A primeira, no dia 13, informa que já havia, contra ele, “sete manifestações sobre diversos assuntos, todas apuradas e provadas inconsistentes”. Em uma delas, destaca, “os apuradores [equipe da Superintendência enviada para apurar os fatos denunciados], à época, se acharam no direito de dar dicas, de modo invasivo, sobre como cuidar ‘melhor’ da minha aparência. Na oportunidade senti-me humilhado discriminado e com dúvida se teria sofrido ou não assédio moral”.
Em outra, ele conta ter sido acusado de fazer apologia às drogas junto aos estudantes e que até os mesmos “foram sabatinados”, mas que “novamente a verdade prevaleceu”.
Ao final, Kaique afirma que “as condutas descritas até aqui contemplam, infelizmente, atos previstos no nosso Código Penal, quais sejam: Perseguição (Art. 147), Denunciação Caluniosa (Art. 339), Calúnia (Art. 138), Difamação (Art. 139), Injúria (Art. 140) e Assédio Moral (Art. 203-A)” e que “os limites da dignidade e da lealdade foram transgredidos”, pedindo então para que o atendimento a tais denúncias fosse interrompido urgentemente, “pois está afetando minha saúde emocional e tornando o ambiente de trabalho insuportável”.
A Ouvidoria, ressaltou, “deve estar a serviço do bem comum e não pode ser desvirtuada para o cometimento de crimes por facínoras homiziados no anonimato”, sendo necessário identificar o autor das denúncias para pôr fim àquela situação.
No dia 2 de junho, ele complementa a manifestação na Ouvidoria e relata que no dia 31 de maio, “o alvo de apuração foi a coordenação da escola”. “O ambiente profissional está se deteriorando”, alerta, havendo “funcionário dizendo estar com medo de ir trabalhar. Outros pediram aposentadoria pelo INSS para encurtar o caminho e sair da escola logo”. E pergunta: “até quando permitirão que a Ouvidoria seja utilizada como instrumento de tortura psicológica?”
No dia seguinte, a resposta da Secont foi no sentido de defender o anonimato dos denunciantes na Ouvidoria, citando as várias normativas legais que garantem essa situação, e de dizer que “o levantamento preliminar de informações que possam contribuir para a apuração dos fatos narrados em uma denúncia anônima é de responsabilidade do órgão competente, que neste caso é a Sedu”.

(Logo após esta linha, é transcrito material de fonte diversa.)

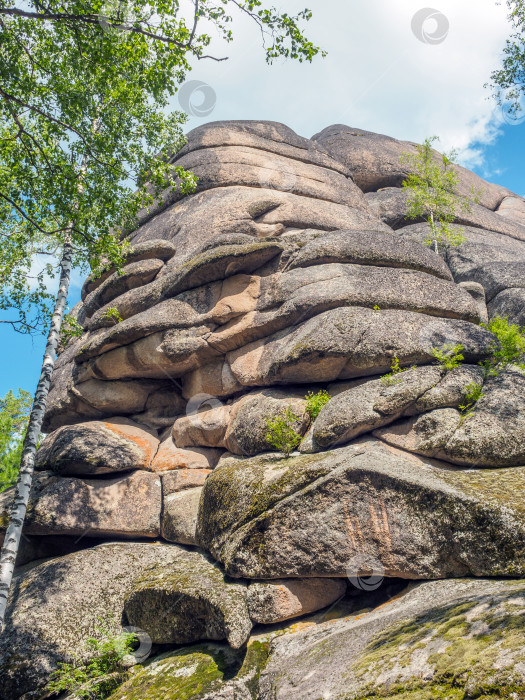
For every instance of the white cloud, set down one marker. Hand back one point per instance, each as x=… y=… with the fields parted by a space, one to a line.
x=377 y=76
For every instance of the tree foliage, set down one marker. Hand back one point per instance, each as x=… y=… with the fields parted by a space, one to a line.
x=14 y=415
x=85 y=122
x=431 y=190
x=508 y=82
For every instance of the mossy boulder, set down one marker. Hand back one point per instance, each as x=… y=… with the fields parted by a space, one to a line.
x=54 y=607
x=453 y=639
x=187 y=601
x=313 y=515
x=203 y=672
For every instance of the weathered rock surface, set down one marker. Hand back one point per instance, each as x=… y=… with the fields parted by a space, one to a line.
x=57 y=605
x=196 y=600
x=338 y=344
x=151 y=250
x=274 y=601
x=472 y=631
x=97 y=447
x=182 y=479
x=128 y=506
x=477 y=292
x=390 y=206
x=374 y=403
x=479 y=440
x=247 y=429
x=375 y=162
x=291 y=269
x=312 y=515
x=179 y=513
x=171 y=457
x=199 y=673
x=368 y=248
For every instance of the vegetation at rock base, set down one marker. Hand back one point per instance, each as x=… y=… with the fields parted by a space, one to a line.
x=511 y=349
x=14 y=415
x=431 y=193
x=93 y=680
x=449 y=356
x=315 y=402
x=393 y=377
x=473 y=394
x=281 y=432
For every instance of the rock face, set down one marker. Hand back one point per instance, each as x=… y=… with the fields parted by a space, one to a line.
x=196 y=600
x=97 y=448
x=313 y=515
x=279 y=408
x=416 y=644
x=57 y=605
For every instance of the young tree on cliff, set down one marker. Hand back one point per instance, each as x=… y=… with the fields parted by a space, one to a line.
x=508 y=82
x=431 y=193
x=14 y=416
x=83 y=94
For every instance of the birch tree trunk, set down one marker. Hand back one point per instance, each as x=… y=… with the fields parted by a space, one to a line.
x=27 y=463
x=25 y=477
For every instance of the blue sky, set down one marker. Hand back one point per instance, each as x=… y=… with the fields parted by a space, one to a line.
x=381 y=74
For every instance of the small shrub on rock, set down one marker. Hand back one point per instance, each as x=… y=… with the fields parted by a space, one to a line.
x=473 y=393
x=450 y=356
x=315 y=402
x=281 y=432
x=113 y=314
x=393 y=377
x=511 y=350
x=95 y=679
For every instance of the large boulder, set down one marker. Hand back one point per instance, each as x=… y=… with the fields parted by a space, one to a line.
x=127 y=505
x=274 y=601
x=180 y=509
x=375 y=161
x=368 y=248
x=491 y=435
x=378 y=402
x=313 y=515
x=390 y=205
x=97 y=447
x=441 y=639
x=56 y=606
x=188 y=600
x=509 y=304
x=338 y=344
x=170 y=457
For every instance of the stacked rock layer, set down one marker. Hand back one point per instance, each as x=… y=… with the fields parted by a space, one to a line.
x=292 y=269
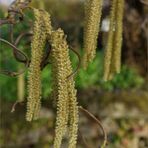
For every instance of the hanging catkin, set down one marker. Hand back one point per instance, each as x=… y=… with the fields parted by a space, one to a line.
x=93 y=11
x=67 y=109
x=109 y=46
x=112 y=59
x=34 y=77
x=21 y=87
x=118 y=36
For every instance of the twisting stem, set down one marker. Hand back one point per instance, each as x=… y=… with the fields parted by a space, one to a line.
x=98 y=122
x=79 y=63
x=15 y=51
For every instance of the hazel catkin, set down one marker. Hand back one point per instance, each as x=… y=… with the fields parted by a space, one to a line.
x=34 y=77
x=93 y=11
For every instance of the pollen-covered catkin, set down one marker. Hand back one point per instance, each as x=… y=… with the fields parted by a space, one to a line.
x=58 y=66
x=93 y=11
x=118 y=36
x=109 y=46
x=34 y=77
x=67 y=109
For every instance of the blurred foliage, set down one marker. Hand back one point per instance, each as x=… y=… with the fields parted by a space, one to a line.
x=128 y=78
x=91 y=77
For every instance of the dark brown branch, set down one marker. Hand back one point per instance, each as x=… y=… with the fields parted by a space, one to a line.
x=16 y=53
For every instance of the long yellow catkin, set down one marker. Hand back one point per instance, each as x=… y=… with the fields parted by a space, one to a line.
x=109 y=46
x=58 y=64
x=93 y=11
x=34 y=79
x=21 y=87
x=67 y=109
x=118 y=36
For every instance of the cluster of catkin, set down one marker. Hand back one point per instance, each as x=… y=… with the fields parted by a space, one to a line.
x=112 y=58
x=63 y=86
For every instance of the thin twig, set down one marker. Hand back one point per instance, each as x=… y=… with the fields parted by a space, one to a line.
x=15 y=51
x=98 y=122
x=79 y=63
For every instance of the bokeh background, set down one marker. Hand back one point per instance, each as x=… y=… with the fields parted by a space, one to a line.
x=120 y=104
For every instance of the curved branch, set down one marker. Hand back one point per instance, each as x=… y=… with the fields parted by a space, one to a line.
x=98 y=122
x=79 y=63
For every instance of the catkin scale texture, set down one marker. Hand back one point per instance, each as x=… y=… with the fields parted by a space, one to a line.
x=112 y=59
x=117 y=45
x=93 y=10
x=34 y=79
x=109 y=45
x=67 y=110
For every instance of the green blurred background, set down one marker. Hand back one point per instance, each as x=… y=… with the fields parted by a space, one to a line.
x=125 y=93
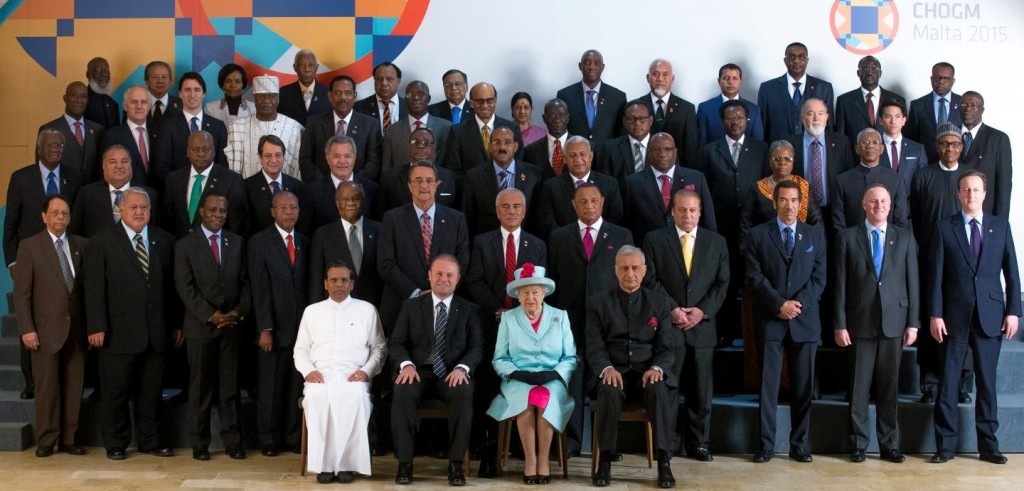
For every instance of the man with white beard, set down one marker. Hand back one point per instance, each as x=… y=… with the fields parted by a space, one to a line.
x=339 y=349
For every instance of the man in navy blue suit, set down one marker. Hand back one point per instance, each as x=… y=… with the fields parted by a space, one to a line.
x=970 y=252
x=779 y=98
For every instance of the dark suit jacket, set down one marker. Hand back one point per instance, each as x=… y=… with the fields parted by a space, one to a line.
x=485 y=278
x=41 y=300
x=990 y=154
x=960 y=289
x=279 y=288
x=395 y=145
x=178 y=189
x=710 y=122
x=481 y=189
x=172 y=145
x=613 y=341
x=465 y=147
x=413 y=337
x=781 y=119
x=83 y=158
x=869 y=305
x=93 y=210
x=26 y=196
x=681 y=122
x=777 y=278
x=706 y=286
x=554 y=207
x=610 y=104
x=259 y=199
x=134 y=311
x=580 y=280
x=364 y=129
x=645 y=208
x=294 y=106
x=330 y=244
x=205 y=286
x=921 y=121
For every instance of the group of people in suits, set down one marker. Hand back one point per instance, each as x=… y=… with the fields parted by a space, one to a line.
x=393 y=187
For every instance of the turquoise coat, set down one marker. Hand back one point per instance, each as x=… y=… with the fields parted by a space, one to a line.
x=518 y=348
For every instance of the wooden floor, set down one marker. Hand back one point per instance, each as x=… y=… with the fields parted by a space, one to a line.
x=23 y=471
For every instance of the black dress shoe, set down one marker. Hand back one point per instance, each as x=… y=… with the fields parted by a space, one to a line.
x=801 y=454
x=603 y=476
x=763 y=456
x=201 y=453
x=404 y=474
x=857 y=455
x=72 y=449
x=992 y=457
x=665 y=478
x=456 y=478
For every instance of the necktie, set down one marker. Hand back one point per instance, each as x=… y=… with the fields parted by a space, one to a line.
x=588 y=242
x=195 y=197
x=557 y=159
x=591 y=108
x=290 y=245
x=440 y=326
x=870 y=110
x=790 y=244
x=142 y=254
x=215 y=248
x=817 y=186
x=355 y=248
x=975 y=240
x=65 y=266
x=51 y=185
x=688 y=251
x=894 y=156
x=637 y=157
x=428 y=235
x=142 y=152
x=666 y=190
x=877 y=251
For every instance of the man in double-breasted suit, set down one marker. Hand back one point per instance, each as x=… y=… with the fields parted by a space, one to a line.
x=691 y=266
x=788 y=276
x=211 y=277
x=131 y=311
x=435 y=346
x=279 y=257
x=877 y=304
x=968 y=307
x=582 y=258
x=51 y=322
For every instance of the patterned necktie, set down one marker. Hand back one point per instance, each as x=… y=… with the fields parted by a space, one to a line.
x=428 y=234
x=591 y=108
x=65 y=266
x=440 y=336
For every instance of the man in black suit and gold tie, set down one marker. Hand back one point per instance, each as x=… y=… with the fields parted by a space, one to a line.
x=631 y=346
x=435 y=346
x=690 y=263
x=878 y=301
x=51 y=322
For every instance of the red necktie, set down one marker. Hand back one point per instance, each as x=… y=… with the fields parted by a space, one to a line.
x=509 y=267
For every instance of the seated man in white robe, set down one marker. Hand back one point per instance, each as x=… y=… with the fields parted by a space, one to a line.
x=339 y=349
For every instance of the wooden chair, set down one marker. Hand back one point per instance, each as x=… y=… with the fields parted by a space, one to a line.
x=631 y=412
x=505 y=439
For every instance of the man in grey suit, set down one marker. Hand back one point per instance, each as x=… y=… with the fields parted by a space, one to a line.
x=878 y=303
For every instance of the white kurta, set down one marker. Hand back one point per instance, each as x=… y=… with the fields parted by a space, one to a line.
x=337 y=339
x=243 y=144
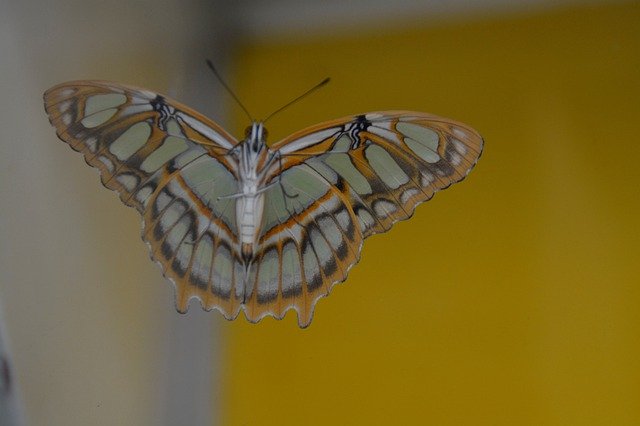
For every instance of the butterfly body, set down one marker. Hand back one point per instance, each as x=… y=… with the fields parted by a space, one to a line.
x=241 y=225
x=252 y=160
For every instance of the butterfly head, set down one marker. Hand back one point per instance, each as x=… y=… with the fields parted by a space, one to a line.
x=256 y=136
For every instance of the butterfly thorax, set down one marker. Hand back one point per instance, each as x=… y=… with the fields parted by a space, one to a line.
x=253 y=160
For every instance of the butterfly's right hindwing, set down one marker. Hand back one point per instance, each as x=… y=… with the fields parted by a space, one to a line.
x=168 y=162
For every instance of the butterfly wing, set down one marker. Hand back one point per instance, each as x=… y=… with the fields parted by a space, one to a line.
x=169 y=163
x=340 y=182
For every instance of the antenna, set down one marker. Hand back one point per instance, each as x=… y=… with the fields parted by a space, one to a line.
x=313 y=89
x=215 y=72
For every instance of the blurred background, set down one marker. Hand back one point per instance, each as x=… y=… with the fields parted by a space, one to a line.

Um dos dispositivos citados, o artigo 248 da Lei Complementar 46/1994, contrapõe Kaique, “é categórico ao dizer que ‘as denúncias sobre irregularidades serão objeto de apuração’. (…) Contudo, o cabelo o calçado e a vida particular e lícita de um servidor não estão no rol de irregularidades que a lei visa apurar. (…) Será que meu cabelo é mais digno de apuração do que a minha dor?”.
Posição Sedu
Procurada por Século Diário, a Secretaria de Estado da Educação informou que “a seleção, nomeação, análise de desempenho e eventual dispensa da função de diretor escolar seguem critérios e procedimentos técnicos e profissionais, não apresentando qualquer correlação pessoal nesses processos”.